Definición y concepto

Las células madre tumorales (CMT) constituyen una subpoblación heterogénea de células dentro de un neoplasma que posee la capacidad de iniciar y mantener el crecimiento tumoral. No todas las células en un cáncer son iguales; la hipótesis de las CMT sugiere que solo un subconjunto específico de células tiene el potencial de regenerar todo el tumor, mientras que el resto actúa como células efímeras que dan volumen pero poca capacidad de expansión a largo plazo.

Diferencias con las células madre clásicas

Es fundamental distinguir las CMT de las células madre embrionarias y adultas.
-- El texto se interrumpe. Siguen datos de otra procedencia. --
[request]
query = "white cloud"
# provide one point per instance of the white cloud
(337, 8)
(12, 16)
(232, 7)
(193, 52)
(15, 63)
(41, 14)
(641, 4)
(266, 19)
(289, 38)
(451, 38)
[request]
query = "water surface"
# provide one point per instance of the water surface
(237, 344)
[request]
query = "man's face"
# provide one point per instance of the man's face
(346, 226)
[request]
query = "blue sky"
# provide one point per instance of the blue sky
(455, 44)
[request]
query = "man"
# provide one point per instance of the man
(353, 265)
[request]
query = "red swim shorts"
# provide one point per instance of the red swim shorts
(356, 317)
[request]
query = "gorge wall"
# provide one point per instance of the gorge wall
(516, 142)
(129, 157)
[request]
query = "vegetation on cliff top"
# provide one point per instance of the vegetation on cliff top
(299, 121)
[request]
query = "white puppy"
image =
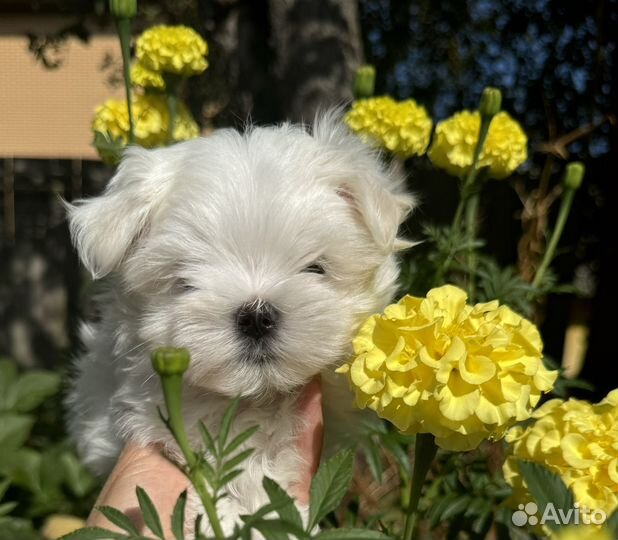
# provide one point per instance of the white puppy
(260, 253)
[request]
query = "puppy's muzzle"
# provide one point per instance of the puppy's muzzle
(257, 319)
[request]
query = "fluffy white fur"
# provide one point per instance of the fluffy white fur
(185, 236)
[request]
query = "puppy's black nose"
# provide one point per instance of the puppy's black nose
(257, 319)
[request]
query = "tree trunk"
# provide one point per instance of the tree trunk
(317, 47)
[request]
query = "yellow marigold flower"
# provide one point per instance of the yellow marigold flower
(453, 144)
(437, 365)
(146, 78)
(172, 49)
(577, 440)
(582, 533)
(402, 127)
(58, 525)
(151, 121)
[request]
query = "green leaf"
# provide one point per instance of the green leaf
(92, 533)
(276, 529)
(352, 534)
(240, 439)
(277, 495)
(4, 485)
(546, 487)
(209, 442)
(119, 519)
(34, 387)
(6, 508)
(226, 422)
(178, 516)
(329, 485)
(237, 459)
(149, 513)
(14, 430)
(8, 374)
(374, 460)
(434, 515)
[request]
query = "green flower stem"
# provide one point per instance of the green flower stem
(172, 85)
(172, 105)
(424, 451)
(548, 256)
(123, 26)
(172, 393)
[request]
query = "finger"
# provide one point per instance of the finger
(309, 440)
(148, 468)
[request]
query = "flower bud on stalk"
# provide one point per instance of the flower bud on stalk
(491, 102)
(123, 9)
(364, 82)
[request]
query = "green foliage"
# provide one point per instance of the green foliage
(39, 472)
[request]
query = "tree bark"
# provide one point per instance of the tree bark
(318, 47)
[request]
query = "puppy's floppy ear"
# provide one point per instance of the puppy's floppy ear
(381, 208)
(374, 190)
(103, 228)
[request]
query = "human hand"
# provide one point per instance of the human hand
(164, 482)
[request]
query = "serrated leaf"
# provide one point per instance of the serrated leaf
(34, 387)
(14, 430)
(455, 508)
(546, 487)
(276, 529)
(352, 534)
(277, 495)
(374, 460)
(92, 533)
(208, 439)
(178, 516)
(119, 519)
(329, 485)
(149, 513)
(230, 476)
(109, 148)
(240, 439)
(237, 459)
(226, 422)
(435, 512)
(197, 526)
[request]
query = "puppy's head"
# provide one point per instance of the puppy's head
(259, 252)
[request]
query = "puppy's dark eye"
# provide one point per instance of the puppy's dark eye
(315, 268)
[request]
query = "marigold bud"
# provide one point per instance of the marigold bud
(170, 361)
(364, 82)
(491, 101)
(573, 175)
(123, 9)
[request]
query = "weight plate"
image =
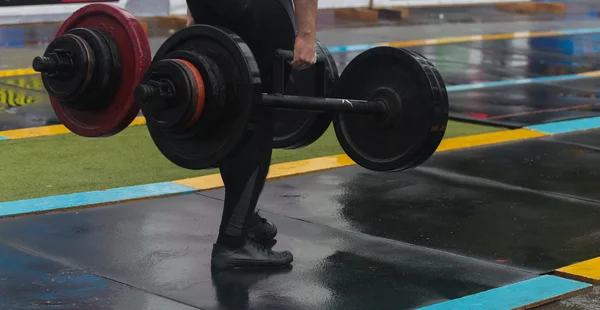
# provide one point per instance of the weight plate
(441, 98)
(232, 85)
(134, 50)
(296, 129)
(75, 53)
(415, 121)
(265, 26)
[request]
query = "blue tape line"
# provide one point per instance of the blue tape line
(89, 198)
(546, 79)
(363, 47)
(567, 126)
(579, 31)
(515, 295)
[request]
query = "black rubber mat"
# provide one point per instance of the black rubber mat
(510, 203)
(545, 165)
(28, 281)
(164, 246)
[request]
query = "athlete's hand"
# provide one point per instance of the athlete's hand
(190, 19)
(305, 52)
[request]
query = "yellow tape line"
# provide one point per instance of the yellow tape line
(337, 161)
(588, 271)
(50, 130)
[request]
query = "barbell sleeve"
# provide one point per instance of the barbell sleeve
(333, 105)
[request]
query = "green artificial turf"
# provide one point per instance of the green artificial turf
(62, 164)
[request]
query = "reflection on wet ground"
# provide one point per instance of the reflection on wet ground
(463, 223)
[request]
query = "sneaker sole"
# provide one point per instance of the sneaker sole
(245, 264)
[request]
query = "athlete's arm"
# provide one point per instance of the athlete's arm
(306, 21)
(190, 19)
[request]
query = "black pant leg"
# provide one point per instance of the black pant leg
(244, 175)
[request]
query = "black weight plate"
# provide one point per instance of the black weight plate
(265, 26)
(296, 129)
(395, 141)
(201, 149)
(171, 113)
(97, 93)
(441, 99)
(67, 85)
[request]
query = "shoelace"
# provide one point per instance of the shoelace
(259, 246)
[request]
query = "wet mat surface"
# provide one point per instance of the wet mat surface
(30, 282)
(164, 245)
(524, 105)
(456, 202)
(544, 165)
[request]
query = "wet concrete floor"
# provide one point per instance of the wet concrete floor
(24, 103)
(361, 239)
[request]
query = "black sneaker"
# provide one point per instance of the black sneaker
(260, 229)
(251, 255)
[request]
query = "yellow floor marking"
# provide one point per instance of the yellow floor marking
(587, 271)
(337, 161)
(17, 72)
(50, 130)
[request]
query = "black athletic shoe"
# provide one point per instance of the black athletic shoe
(251, 255)
(260, 229)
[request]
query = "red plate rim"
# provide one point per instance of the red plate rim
(123, 109)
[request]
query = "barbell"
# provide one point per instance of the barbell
(200, 91)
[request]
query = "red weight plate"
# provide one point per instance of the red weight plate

Las células madre embrionarias son pluripotentes, capaces de diferenciarse en casi cualquier tipo celular del organismo, mientras que las células madre adultas son generalmente multipotentes, limitadas a los tejidos de origen. Las CMT comparten características con ambas, pero su comportamiento es más dinámico y a menudo menos predecible.

La autorrenovación es una propiedad clave de las CMT. Este proceso permite que una célula madre se divida y produzca al menos una hija idéntica a sí misma, manteniendo así el pool de células madre. En el contexto tumoral, esta capacidad puede volverse casi infinita, lo que contribuye a la recurrencia del cáncer tras el tratamiento.

Dato curioso: El concepto de células madre tumorales surgió de observaciones en leucemias, donde se notó que no todas las células leucocíticas tenían la misma capacidad de regenerar la enfermedad en ratones trasplantados.

Plasticidad celular y heterogeneidad

La plasticidad celular se refiere a la capacidad de las células para cambiar su estado de diferenciación. En el tumor, esto significa que una célula madre puede convertirse en una célula más diferenciada, y viceversa. Esta flexibilidad permite a las CMT adaptarse a cambios en el microambiente tumoral, como la llegada de nutrientes o la aplicación de fármacos.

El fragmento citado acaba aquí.